The surface of synovium may be flat or may be covered with finger-like projections or, which, it is presumed, help to allow the soft tissue to change shape as the joint surfaces move one on another.
The synovial fluid can be thought of as a specialised fluid form of synovial extracellular matrix rather than a secretion in the usual sense. The fluid is transudative in nature which facilitates continuous exchange of oxygen, carbon dioxide and metabolites between blood and synovial fluid. This is especially important since it is the major source of metabolic support for articular cartilage. Under normal conditions synovial fluid contain <100/mL of leucocytes in which majority are monocytes.
Synovial cells
The intimal cells are of two types, fibroblast-like synoviocytes or type B cells and macrophage-like synovial cells. Surface cells have no basement membrane or junctional complexes denoting an epithelium despite superficial resemblance.- The fibroblast-like synoviocytes manufacture a long-chain sugar polymer called hyaluronan ; which makes the synovial fluid "ropy"-like egg-white, together with a molecule called lubricin, which lubricates the joint surfaces. The water of synovial fluid is not secreted as such but is effectively trapped in the joint space by the hyaluronan.

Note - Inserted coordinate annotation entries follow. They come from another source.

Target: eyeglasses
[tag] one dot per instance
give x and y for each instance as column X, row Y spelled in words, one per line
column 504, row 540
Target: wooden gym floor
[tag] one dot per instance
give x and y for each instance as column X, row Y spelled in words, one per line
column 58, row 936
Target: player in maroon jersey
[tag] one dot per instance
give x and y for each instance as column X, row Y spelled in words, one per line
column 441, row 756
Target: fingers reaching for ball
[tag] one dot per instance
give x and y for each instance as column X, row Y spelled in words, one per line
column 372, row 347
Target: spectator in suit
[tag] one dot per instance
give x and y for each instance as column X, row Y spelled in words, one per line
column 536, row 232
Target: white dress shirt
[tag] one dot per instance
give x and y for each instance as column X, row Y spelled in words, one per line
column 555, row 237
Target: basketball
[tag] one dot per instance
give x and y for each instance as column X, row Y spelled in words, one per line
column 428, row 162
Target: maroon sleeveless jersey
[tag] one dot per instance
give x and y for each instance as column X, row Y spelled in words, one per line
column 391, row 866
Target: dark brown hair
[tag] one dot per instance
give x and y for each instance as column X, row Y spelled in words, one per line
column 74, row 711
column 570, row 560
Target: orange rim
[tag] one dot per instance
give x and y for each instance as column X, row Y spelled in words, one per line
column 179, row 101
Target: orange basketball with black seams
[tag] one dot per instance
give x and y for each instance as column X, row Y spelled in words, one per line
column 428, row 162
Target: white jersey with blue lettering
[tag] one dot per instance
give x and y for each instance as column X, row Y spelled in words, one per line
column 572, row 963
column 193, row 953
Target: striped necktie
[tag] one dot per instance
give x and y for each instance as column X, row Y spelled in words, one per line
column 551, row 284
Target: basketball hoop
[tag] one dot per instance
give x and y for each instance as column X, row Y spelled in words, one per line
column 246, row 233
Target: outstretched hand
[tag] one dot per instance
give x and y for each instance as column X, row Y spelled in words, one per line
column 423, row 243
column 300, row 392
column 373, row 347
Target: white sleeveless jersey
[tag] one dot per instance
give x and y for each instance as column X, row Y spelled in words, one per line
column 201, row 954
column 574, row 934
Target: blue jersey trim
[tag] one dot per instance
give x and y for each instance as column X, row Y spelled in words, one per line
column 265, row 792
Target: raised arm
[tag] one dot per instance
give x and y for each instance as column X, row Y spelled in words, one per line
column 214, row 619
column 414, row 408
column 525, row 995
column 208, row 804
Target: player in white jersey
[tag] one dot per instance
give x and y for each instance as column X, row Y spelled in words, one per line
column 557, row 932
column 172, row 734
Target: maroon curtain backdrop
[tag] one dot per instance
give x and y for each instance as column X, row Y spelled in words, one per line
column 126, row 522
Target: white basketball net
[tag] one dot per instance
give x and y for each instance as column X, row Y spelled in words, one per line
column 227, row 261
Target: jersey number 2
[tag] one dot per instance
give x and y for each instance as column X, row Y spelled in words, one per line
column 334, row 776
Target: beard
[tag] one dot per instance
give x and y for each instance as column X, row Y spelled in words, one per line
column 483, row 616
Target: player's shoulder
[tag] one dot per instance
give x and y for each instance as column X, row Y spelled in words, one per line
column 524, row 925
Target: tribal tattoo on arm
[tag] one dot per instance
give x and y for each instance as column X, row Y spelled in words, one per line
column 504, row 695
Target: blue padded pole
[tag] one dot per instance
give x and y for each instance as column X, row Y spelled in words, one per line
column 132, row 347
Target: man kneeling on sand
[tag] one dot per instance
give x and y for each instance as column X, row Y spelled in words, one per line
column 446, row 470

- The macrophage-like synovial cells are responsible for the removal of undesirable substances from the synovial fluid. It accounts for approximately 25% of cells lining the synovium.

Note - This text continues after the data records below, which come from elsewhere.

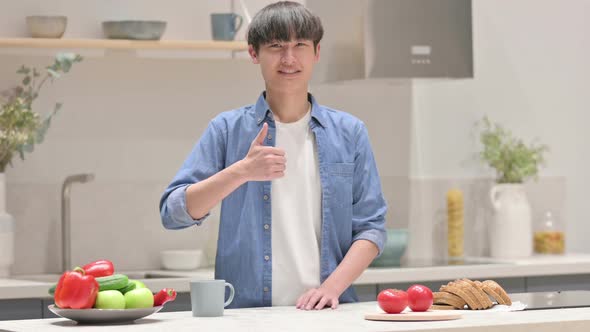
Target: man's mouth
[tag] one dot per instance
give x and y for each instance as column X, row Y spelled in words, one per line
column 289, row 71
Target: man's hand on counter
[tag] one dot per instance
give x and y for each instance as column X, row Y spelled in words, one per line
column 318, row 298
column 359, row 256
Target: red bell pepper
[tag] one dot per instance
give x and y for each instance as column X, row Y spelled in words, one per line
column 163, row 296
column 100, row 268
column 76, row 290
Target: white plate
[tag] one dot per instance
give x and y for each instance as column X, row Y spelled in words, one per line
column 101, row 316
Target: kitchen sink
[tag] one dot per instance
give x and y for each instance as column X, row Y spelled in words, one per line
column 54, row 277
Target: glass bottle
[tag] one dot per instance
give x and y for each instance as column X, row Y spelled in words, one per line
column 549, row 237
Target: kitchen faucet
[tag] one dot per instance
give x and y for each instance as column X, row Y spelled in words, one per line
column 66, row 256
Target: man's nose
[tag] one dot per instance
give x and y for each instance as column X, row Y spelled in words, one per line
column 287, row 57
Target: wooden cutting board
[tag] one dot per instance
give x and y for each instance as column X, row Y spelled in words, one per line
column 415, row 316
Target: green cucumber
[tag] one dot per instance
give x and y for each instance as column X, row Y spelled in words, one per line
column 130, row 286
column 113, row 282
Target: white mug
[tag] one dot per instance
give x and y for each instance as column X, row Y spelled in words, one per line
column 208, row 297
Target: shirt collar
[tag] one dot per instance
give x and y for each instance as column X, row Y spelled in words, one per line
column 262, row 110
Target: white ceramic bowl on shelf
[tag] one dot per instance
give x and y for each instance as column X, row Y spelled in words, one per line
column 47, row 26
column 183, row 259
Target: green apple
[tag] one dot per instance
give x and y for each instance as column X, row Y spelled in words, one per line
column 110, row 299
column 139, row 298
column 138, row 284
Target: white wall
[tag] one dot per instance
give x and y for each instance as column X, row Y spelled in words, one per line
column 532, row 75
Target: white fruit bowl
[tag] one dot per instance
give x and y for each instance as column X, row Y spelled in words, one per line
column 182, row 259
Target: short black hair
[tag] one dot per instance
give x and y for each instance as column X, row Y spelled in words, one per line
column 284, row 21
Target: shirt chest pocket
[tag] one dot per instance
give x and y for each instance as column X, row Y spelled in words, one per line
column 340, row 182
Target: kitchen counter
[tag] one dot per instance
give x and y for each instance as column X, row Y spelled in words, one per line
column 571, row 264
column 348, row 317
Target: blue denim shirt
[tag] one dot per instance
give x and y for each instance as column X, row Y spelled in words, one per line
column 353, row 206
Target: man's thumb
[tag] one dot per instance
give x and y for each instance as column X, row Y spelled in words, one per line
column 259, row 140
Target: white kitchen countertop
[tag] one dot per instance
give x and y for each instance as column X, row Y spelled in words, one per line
column 534, row 266
column 348, row 317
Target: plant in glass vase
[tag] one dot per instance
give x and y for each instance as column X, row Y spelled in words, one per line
column 20, row 129
column 514, row 162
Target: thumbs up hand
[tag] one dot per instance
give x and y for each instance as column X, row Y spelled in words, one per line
column 264, row 163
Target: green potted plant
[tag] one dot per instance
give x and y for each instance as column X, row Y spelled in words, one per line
column 514, row 163
column 20, row 129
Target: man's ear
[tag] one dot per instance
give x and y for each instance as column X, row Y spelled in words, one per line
column 317, row 53
column 253, row 54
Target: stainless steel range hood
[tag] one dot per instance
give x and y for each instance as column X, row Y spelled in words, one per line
column 367, row 39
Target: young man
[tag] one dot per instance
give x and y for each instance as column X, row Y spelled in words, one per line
column 302, row 213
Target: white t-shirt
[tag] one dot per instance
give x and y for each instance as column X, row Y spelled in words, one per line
column 296, row 214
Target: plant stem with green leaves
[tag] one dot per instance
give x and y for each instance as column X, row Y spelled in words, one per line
column 21, row 127
column 512, row 159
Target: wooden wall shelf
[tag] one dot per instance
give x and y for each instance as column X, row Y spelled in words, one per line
column 70, row 43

| Synovial cell | Resemble | Prominent organelle | Function |
| Type A | Macrophage | Mitochondria | Phagocytosis |
| Type B | Fibroblast | Endoplasmic reticulum | Secrete hyaluronic acid, & proteins complex of synovial fluid |
Mechanics
Although a biological joint can resemble a man-made joint in being a hinge or a ball and socket, the engineering problems that nature must solve are very different because the joint works within an almost completely solid structure, with no wheels or nuts and bolts.In general, the bearing surfaces of manmade joints interlock, as in a hinge. This is rare for biological joints.
More often the surfaces are held together by cord-like ligaments. Virtually all the space between muscles, ligaments, bones, and cartilage is filled with pliable solid tissue. The fluid-filled gap is at most only a twentieth of a millimetre thick. This means that synovium has certain rather unexpected jobs to do. These may include:
- Providing a plane of separation, or disconnection, between solid tissues so that movement can occur with minimum bending of solid components. If this separation is lost, as in a 'frozen shoulder', the joint cannot move.
- Providing a packing that can change shape in whatever way is needed to allow the bearing surfaces to move on each other.
- Controlling the volume of fluid in the cavity so that it is just enough to allow the solid components to move over each other freely. This volume is normally so small that the joint is under slight suction.
Pathology
In general, inflamed synovium is accompanied by extra macrophage recruitment, fibroblast proliferation and an influx of inflammatory cells including lymphocytes, monocytes and plasma cells. When this happens, the synovium can interfere with the normal functioning of the joint. Excessive thickened synovium, filled with cells and fibrotic collagenous tissue, can physically restrict joint movement. The synovial fibroblasts may make smaller hyaluronan so it is a less effective lubricant of the cartilage surfaces. Under stimulation from invading inflammatory cells, the synovial cells may also produce enzymes that can digest the cartilage extracellular matrix. Fragments of extracellular matrix can then further irritate the synovium.